NEW DELHI, INDIA - MORE than 2,000 protesters held a rival torch relay in the Indian capital on Thursday, hours before the Olympic flame was set to be taken on a short and high security jog in the city.

Tibetans, led by Buddhist monks and backed by local supporters, set off from the mausoleum of Mahatma Gandhi, the champion of India's non-violent independence movement, carrying a torch they said symbolised a free Tibet.

'Long live the Dalai Lama' and 'Stop the killings in Tibet', the protesters shouted as they marched to a square 2.5 kilometres away from the barricaded site of the Olympic relay.

Indian supporters including parliamentarians, writers and social activists joined the Tibetans.

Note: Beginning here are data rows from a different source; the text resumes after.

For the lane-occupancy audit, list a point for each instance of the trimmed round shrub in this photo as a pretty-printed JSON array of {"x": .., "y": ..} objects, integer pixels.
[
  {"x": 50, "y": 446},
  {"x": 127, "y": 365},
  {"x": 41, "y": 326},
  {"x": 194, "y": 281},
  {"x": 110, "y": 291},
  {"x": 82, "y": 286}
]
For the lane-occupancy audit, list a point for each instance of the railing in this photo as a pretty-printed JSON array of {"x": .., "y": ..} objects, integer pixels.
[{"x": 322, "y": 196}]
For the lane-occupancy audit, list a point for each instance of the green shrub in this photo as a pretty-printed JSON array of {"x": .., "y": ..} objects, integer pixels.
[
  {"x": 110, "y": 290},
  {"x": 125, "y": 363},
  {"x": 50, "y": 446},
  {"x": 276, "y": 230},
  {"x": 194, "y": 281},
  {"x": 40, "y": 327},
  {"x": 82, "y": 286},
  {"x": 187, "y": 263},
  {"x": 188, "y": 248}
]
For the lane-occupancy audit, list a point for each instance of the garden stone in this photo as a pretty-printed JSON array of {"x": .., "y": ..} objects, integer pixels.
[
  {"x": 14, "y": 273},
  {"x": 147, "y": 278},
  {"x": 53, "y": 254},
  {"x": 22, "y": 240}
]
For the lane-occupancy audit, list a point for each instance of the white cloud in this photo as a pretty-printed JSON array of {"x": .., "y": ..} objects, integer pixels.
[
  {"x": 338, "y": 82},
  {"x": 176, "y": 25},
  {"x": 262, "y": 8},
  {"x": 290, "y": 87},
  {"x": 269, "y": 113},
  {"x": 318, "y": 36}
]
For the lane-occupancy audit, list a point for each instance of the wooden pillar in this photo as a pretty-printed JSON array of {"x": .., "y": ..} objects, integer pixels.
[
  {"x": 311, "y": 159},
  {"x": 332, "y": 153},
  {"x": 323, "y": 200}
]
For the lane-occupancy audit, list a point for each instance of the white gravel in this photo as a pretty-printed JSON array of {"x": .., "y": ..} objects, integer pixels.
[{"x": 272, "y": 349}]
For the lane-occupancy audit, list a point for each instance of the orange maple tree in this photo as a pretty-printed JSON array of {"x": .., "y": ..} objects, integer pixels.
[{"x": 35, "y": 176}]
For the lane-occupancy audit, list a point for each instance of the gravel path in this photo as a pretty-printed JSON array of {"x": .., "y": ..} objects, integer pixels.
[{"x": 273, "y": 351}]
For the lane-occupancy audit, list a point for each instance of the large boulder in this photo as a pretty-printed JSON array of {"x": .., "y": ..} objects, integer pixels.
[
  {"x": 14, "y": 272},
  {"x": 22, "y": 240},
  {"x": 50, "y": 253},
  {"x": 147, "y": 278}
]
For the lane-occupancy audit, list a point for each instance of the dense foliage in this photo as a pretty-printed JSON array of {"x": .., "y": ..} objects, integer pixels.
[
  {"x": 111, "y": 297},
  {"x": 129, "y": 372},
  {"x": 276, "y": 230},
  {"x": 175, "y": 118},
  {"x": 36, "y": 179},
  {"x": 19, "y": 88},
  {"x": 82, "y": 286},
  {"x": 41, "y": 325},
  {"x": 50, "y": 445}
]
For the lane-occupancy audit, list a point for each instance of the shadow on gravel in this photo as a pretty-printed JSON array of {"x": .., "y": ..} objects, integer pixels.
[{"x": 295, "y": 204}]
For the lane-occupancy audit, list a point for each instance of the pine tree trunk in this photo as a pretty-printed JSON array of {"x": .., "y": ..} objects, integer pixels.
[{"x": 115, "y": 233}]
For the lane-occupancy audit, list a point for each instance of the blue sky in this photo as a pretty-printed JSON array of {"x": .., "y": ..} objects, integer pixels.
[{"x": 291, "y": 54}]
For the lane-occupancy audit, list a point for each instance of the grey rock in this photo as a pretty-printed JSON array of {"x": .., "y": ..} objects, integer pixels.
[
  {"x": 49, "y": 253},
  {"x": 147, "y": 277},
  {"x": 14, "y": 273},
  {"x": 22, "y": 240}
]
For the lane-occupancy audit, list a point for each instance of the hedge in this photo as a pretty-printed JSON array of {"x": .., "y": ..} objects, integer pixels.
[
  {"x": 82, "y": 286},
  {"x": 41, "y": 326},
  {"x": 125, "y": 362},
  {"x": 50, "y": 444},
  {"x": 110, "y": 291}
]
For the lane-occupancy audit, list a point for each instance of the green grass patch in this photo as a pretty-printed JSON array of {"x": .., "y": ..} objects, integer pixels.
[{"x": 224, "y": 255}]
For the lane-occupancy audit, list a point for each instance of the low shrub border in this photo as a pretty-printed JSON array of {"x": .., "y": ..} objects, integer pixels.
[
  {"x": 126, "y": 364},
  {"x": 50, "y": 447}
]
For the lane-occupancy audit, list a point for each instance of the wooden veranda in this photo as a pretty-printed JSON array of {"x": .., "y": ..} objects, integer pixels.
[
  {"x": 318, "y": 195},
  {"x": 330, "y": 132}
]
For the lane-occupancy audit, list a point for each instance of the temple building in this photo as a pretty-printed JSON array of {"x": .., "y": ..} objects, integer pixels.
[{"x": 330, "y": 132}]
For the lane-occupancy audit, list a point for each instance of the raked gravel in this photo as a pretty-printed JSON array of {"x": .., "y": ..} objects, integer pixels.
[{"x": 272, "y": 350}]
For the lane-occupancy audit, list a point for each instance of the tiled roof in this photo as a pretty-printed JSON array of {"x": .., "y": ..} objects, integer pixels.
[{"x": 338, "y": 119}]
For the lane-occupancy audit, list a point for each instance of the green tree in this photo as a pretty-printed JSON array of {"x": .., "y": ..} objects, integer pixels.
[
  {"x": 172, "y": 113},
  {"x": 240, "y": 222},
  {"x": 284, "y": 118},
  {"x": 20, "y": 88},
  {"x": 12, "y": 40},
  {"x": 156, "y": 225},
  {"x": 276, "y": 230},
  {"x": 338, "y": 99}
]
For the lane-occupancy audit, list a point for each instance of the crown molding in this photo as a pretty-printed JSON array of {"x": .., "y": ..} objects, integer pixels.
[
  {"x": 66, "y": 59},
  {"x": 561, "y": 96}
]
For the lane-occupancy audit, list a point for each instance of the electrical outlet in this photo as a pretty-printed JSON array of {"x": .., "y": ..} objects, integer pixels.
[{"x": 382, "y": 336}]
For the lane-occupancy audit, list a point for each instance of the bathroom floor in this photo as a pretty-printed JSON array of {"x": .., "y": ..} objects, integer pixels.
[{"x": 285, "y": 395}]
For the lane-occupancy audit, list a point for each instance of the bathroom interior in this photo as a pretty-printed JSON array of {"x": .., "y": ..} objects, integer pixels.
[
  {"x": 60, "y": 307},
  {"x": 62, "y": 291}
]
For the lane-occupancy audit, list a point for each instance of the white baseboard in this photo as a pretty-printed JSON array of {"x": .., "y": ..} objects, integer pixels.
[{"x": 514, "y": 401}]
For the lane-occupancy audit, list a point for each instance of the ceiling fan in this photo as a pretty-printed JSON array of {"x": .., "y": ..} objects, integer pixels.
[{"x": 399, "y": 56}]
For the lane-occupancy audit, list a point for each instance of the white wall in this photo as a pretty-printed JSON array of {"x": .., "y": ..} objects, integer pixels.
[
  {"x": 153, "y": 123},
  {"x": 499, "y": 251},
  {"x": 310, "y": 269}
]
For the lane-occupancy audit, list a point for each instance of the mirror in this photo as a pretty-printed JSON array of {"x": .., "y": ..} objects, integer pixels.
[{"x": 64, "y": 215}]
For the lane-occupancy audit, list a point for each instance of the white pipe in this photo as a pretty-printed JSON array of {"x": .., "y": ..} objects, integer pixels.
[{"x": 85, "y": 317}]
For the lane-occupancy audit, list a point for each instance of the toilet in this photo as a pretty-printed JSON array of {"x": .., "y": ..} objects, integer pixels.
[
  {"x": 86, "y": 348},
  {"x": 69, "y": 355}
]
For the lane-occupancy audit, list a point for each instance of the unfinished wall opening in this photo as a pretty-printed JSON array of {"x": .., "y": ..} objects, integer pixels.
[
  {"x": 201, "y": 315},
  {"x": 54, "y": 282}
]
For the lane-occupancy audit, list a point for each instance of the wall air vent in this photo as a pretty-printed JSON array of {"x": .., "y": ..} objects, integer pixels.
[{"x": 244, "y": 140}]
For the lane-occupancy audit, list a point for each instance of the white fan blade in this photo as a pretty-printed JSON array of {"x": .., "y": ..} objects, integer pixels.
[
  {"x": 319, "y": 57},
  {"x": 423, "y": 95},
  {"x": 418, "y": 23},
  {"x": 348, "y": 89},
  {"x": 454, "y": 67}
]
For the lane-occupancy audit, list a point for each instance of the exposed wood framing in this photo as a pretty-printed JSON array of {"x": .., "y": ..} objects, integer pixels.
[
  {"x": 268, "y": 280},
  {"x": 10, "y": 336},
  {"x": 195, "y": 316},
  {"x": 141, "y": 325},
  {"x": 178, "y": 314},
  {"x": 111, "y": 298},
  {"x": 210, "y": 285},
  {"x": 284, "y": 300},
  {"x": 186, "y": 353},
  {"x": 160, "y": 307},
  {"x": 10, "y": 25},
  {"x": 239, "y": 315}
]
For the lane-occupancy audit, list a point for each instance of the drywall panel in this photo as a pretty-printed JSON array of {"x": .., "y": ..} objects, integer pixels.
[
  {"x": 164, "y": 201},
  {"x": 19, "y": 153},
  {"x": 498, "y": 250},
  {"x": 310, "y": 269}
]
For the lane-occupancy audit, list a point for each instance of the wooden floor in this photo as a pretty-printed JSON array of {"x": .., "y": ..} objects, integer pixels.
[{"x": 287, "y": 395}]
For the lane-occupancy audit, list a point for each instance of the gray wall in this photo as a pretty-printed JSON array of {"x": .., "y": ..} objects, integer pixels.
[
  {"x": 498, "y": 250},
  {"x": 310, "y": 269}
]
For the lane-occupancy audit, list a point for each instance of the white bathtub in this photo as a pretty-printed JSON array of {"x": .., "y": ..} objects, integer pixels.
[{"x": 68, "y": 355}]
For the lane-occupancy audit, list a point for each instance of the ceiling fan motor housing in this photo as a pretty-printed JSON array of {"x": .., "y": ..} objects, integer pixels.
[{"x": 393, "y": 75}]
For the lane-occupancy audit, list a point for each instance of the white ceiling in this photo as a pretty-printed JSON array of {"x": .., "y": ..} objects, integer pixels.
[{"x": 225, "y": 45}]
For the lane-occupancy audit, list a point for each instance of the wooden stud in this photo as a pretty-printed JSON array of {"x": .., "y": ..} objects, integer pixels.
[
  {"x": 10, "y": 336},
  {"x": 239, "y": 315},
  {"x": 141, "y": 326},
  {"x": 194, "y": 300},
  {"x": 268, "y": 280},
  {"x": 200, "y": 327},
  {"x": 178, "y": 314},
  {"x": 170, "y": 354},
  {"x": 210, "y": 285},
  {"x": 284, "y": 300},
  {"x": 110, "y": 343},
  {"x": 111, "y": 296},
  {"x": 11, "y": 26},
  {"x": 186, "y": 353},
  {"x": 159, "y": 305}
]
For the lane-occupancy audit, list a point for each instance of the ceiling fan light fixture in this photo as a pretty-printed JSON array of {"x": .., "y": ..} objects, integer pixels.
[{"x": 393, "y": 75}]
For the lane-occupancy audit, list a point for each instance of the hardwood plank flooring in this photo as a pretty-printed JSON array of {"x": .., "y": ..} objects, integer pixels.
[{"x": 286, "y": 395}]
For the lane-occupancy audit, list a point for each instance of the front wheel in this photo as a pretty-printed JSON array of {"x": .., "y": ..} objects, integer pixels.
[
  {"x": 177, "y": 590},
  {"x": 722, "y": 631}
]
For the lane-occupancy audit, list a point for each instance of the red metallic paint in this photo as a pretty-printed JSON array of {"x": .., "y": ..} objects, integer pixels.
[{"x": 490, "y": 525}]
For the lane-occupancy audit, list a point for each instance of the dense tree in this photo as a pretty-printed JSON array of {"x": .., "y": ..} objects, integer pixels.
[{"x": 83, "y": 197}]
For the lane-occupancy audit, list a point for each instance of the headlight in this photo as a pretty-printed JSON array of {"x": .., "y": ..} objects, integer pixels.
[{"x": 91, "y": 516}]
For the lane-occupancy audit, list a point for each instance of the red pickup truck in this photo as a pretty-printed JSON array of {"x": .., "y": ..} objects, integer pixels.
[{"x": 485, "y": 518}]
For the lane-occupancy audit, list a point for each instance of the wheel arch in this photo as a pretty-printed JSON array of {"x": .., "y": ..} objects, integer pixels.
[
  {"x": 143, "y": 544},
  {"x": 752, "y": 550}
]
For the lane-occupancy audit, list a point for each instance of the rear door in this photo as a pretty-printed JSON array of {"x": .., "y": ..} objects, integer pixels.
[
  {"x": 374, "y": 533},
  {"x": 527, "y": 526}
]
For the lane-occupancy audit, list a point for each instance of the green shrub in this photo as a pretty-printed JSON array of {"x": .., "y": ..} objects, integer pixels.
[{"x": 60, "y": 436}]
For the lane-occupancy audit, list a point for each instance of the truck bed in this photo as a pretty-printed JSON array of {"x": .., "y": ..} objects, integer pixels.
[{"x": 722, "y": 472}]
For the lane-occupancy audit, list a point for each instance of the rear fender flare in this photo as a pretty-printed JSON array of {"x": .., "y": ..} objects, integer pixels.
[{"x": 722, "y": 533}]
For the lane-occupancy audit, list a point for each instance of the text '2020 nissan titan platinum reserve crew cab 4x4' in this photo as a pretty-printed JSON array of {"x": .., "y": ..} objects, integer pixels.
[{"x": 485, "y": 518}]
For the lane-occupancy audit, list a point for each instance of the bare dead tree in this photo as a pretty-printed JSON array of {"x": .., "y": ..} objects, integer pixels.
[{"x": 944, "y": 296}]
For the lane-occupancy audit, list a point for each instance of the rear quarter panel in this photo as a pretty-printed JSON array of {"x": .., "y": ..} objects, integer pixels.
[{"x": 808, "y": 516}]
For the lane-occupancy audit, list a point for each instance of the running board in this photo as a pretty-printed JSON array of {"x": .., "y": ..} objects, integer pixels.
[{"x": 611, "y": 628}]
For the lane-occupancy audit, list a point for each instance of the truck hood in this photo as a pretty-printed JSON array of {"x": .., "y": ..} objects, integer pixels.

'As Indians we think we are the motherland of Buddhism. We should support the Tibetans who have upheld their culture and Buddhism,' said Mr Rukmini Sekhar, a New Delhi-based Indian marcher.

New Delhi has been barricaded and flooded with thousands of police and soldiers for the Indian leg of the Beijing Olympic torch relay, the most sensitive section of its protest-hit global journey.

Indian officials have been forced to shorten the official relay route in the capital, limiting it to a 2.3-kilometre jog along the Raj Path - an avenue running from the presidential palace to India Gate.

India is home to more than 100,000 Tibetan refugees, including exiled spiritual leader the Dalai Lama and radical youth groups.